Lisa Helps may not have gotten 50%+1 fo the vote but her margin over Stephen Hammond was large enough that in a two-person race she would still have won. to suggest that she only won because of a split vote is being willfully blind to reality. To blame a third candidate for the loss of a candidate is simply avoiding the truth that Hammond did not campaign well enough to win. This sort of thinking does not constructively improve the opposition to the mayor and make a win in 2022 likely against her successor.
Vote splitting is almost always a myth or an impact that is very small
Two factors come into play:
Every candidate causes some people to vote that would not have voted otherwise. Something like 5% to 30% not voting is a reasonable assumption in most elections
No candidate's votes will ever flow 100% to another candidate - anything over 80% is unrealistic, there is more than enough data out there to clearly show this.

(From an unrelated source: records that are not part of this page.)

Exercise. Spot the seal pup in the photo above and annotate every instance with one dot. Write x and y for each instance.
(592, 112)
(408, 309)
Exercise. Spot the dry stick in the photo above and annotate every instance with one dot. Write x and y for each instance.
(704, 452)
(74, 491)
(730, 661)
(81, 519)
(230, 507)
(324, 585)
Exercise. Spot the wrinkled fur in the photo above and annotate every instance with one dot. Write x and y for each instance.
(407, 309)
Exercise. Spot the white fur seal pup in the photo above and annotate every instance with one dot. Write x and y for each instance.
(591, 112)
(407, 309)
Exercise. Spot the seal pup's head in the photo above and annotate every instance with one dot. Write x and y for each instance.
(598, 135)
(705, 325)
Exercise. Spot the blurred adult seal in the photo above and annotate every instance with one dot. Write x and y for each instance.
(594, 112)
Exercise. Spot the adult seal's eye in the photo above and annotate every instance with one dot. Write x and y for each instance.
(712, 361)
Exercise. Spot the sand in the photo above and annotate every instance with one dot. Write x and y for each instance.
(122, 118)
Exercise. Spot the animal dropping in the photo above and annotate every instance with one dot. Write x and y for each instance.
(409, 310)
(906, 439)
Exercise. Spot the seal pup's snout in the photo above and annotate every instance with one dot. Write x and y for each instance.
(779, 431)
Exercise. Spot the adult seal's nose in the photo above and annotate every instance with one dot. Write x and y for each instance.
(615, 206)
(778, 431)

So where does this leave us?
Let's do a very generous Hammond scenario using the best of all possible worlds -this is unrealistically optimistic for Hammond
The voters of candidates 5-10 (1,315 votes) I am assuming will drop to 1,200 votes evenly split Hammond and Helps
Bruce McGuigan - of his 2,377 I am assuming 2,200 would have voted and given his platform I give Helps the edge, 1,200 for 1,000 for Hammond
Mike Geoghegan - of his 4,335 votes, I am going to assume 4,200 would still have voted and I am going to give Hammond 3,360 and Helps 840
Based on this what we get is Helps at 15,282 and Hammond 13,677 she still wins by 1,605 votes 52.7% to 47.3%.